Authorship and Changes to Authorship

Authorship for "living" documents, LiveCoMS' focus, can become complicated as the document involves and more people contribute. Our key principle is that participants should get credit for their contributions, which can come in a variety of forms such as actually writing the work, providing feedback and filing issues, etc. However, different types of credit may be warranted. In general, changes which constitute writing a significant part of the article merit authorship, but not those which only modify small portions. These smaller changes, however, should still be acknowledged.

In order to acknowledge these contributors, people who offer comments/citations that are used in the paper should be listed listed on the relevant GitHub repository README Markdown file, and should be listed in the acknowledgment section of the paper. However, if the current authors feel that the contributions rise to the level of authorship, they can add new authors when the next major version is submitted.
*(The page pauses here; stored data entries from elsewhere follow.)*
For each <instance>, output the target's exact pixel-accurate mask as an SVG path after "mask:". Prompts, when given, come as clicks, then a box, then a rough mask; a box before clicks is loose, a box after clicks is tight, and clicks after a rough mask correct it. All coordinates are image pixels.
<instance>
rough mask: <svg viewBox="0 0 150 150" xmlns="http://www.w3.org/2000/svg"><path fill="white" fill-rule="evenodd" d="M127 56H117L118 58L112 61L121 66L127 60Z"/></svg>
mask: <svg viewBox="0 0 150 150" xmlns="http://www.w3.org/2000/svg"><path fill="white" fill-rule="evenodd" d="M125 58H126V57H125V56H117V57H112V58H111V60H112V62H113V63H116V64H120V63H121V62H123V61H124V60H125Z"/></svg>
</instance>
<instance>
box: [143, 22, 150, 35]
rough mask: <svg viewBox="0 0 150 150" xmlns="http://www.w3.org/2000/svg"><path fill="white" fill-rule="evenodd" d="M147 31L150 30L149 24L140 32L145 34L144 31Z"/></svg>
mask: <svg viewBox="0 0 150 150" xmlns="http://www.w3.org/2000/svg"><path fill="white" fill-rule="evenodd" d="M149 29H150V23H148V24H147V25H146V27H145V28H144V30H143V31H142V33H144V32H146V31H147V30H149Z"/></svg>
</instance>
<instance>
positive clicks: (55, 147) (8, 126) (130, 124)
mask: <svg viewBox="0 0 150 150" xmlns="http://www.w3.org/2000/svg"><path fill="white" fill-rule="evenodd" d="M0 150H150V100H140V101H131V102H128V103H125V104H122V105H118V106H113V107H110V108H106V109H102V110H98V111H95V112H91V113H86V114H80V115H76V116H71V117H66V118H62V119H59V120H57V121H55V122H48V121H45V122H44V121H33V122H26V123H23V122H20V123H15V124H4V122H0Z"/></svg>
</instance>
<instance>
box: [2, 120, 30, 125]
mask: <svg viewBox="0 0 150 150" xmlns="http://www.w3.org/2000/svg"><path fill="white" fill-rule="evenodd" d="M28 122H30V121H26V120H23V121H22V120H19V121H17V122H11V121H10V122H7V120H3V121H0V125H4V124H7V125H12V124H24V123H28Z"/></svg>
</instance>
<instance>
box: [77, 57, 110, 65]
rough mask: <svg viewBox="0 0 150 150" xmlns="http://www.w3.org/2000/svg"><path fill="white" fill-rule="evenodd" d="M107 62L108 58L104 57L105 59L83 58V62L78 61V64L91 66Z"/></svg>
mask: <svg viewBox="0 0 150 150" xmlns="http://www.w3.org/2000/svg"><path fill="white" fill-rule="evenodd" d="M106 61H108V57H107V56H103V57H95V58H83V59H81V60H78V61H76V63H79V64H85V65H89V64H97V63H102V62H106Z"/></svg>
Exactly what constitutes a "significant" contribution is by necessity subjective, and authors should endeavor to be generous. In the process of reviewing revisions, the editors may examine the history of the GitHub repository to ensure appropriate credit is being given. If contributors feel that they should be given authorship based on the number of accepted commits, the editors will help resolve any disputes. If contributors feel that their commits are not being accepted by the authors they should first strive to convince the authors and the community through well documented, convincing arguments. If authors do not engage with substantial issues that have been raised, they may be asked to address these issues in the review process. If authors do not substantively engage in the discussions on issues that are raised, this may prevent new updates of the review from being accepted.

Other Policies for Submitted Articles

Funding Compliance

Authors are required to report funding sources and grant/award numbers relevant to the manuscript for ALL authors.
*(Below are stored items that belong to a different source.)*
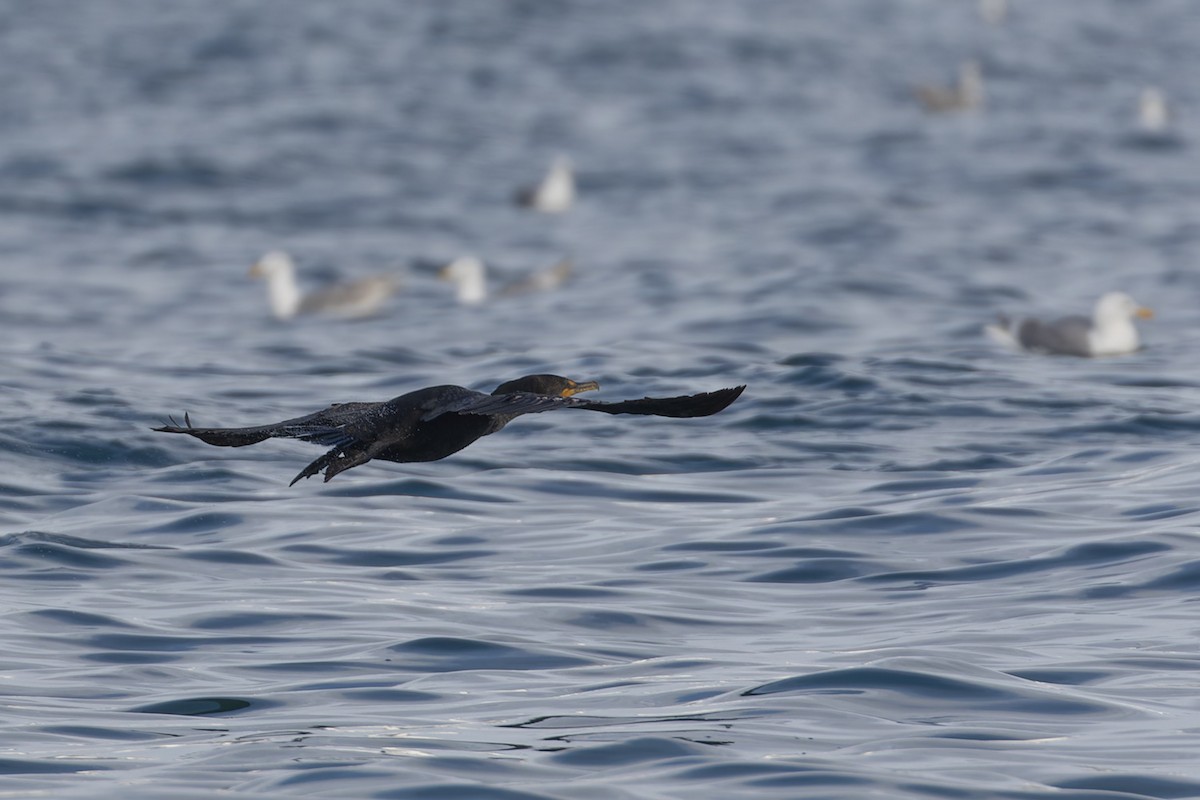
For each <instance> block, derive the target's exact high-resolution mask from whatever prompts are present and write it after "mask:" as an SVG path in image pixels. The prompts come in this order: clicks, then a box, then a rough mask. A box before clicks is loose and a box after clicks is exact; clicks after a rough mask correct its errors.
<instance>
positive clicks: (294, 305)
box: [250, 249, 397, 319]
mask: <svg viewBox="0 0 1200 800" xmlns="http://www.w3.org/2000/svg"><path fill="white" fill-rule="evenodd" d="M250 277H252V278H265V279H266V296H268V300H269V301H270V305H271V313H272V314H275V317H276V318H277V319H292V318H293V317H295V315H296V314H312V313H323V314H332V315H336V317H346V318H358V317H370V315H371V314H374V313H377V312H378V311H379V308H380V307H382V306H383V302H384V301H385V300H386V299H388V297H389V296H391V294H392V293H394V291H395V290H396V287H397V282H396V281H395V279H394V278H390V277H386V276H376V277H370V278H360V279H358V281H353V282H349V283H338V284H335V285H331V287H329V288H325V289H319V290H317V291H313V293H311V294H307V295H305V294H301V293H300V287H298V285H296V278H295V261H293V260H292V257H290V255H288V254H287V253H284V252H283V251H278V249H272V251H271V252H269V253H266V254H265V255H263V257H262V258H260V259H258V260H257V261H254V265H253V266H251V267H250Z"/></svg>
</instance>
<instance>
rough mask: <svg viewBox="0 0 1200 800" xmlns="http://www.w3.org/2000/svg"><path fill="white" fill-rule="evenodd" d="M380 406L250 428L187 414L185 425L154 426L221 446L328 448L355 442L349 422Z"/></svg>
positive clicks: (226, 446)
mask: <svg viewBox="0 0 1200 800" xmlns="http://www.w3.org/2000/svg"><path fill="white" fill-rule="evenodd" d="M379 405H382V403H335V404H334V405H330V407H329V408H326V409H322V410H319V411H317V413H314V414H308V415H306V416H298V417H295V419H292V420H283V421H282V422H275V423H272V425H259V426H252V427H248V428H197V427H193V426H192V420H191V417H190V416H188V415H187V414H185V415H184V425H179V423H176V422H175V420H170V422H172V425H164V426H162V427H160V428H154V429H155V431H160V432H162V433H186V434H188V435H191V437H196V438H197V439H199V440H200V441H205V443H208V444H210V445H216V446H218V447H245V446H246V445H253V444H257V443H259V441H264V440H266V439H271V438H286V439H300V440H301V441H312V443H314V444H318V445H325V446H326V447H344V446H347V445H349V444H352V443H354V441H355V438H354V437H353V435H352V434H350V433H349V432H347V429H346V428H347V425H349V423H350V422H354V421H356V420H359V419H361V417H362V415H364V413H367V411H371V410H372V409H374V408H377V407H379Z"/></svg>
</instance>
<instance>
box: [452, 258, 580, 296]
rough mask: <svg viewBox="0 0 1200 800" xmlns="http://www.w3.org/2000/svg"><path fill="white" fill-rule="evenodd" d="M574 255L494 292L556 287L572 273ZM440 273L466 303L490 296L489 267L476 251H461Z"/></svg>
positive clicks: (514, 282)
mask: <svg viewBox="0 0 1200 800" xmlns="http://www.w3.org/2000/svg"><path fill="white" fill-rule="evenodd" d="M571 269H572V265H571V259H569V258H564V259H560V260H559V261H558V263H557V264H554V265H553V266H551V267H547V269H545V270H539V271H536V272H532V273H530V275H528V276H526V277H523V278H521V279H520V281H514V282H511V283H508V284H505V285H504V287H503V288H500V290H499V291H496V293H494V296H497V297H506V296H510V295H515V294H524V293H527V291H545V290H547V289H556V288H558V287H559V285H562V284H563V282H564V281H566V278H569V277H570V275H571ZM438 277H439V278H442V279H443V281H450V282H451V283H454V284H455V289H456V293H455V296H456V297H457V300H458V302H461V303H463V305H464V306H475V305H479V303H481V302H484V301H485V300H486V299H487V296H488V293H487V267H486V266H485V265H484V263H482V261H481V260H479V259H478V258H475V257H474V255H461V257H458V258H456V259H455V260H452V261H450V263H449V264H446V265H445V266H444V267H442V271H440V272H438Z"/></svg>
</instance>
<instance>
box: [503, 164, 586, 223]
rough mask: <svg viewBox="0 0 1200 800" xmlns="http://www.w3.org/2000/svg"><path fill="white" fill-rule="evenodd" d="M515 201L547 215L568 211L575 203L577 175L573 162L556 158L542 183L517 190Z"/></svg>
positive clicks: (535, 210)
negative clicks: (569, 207) (541, 211)
mask: <svg viewBox="0 0 1200 800" xmlns="http://www.w3.org/2000/svg"><path fill="white" fill-rule="evenodd" d="M514 200H515V201H516V204H517V205H522V206H526V207H528V209H533V210H534V211H542V212H545V213H562V212H563V211H566V210H568V209H569V207H571V203H574V201H575V173H574V172H572V170H571V161H570V160H569V158H566V157H565V156H558V157H557V158H554V162H553V163H552V164H551V167H550V172H548V173H546V176H545V178H542V179H541V182H540V184H538V185H535V186H527V187H524V188H520V190H517V192H516V196H515V197H514Z"/></svg>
Authors should note whether any funding could be perceived as a conflict of interest, e.g., an article describing software in which an author has a financial interest.

Licensing

LiveCoMS does not require any copyright transfer to the journal.
Instead, LiveCoMS requires articles use a license which allows LiveCoMS to distribute the articles freely consistent with Open Access requirements. We recommend that all submissions to LiveCoMS be released by the author under a Creative Commons By Attribution license version 4.0; however, other licenses may be acceptable with justification.

Policy on Prior Publication

Documents should not have been submitted in the current form to another journal, or be simultaneously under consideration for publication another journal. Preprints do not count as prior publication. Documents that are major revisions of previously published articles are welcomed. However, authors should ensure that material they develop for the journal does not have rights reserved by other journals from such previous publication that impede release under open licenses. Some journals, for example, Annual Reviews lets the authors retain the right to create derivative works, which could perhaps be exercised in preparing a review to be published in LiveCoMS.

If an article is an adaptation of a previously published article, it must be noted in the cover letter, and major changes noted. Evaluating whether such changes constitute a significant revision will be part of the review process.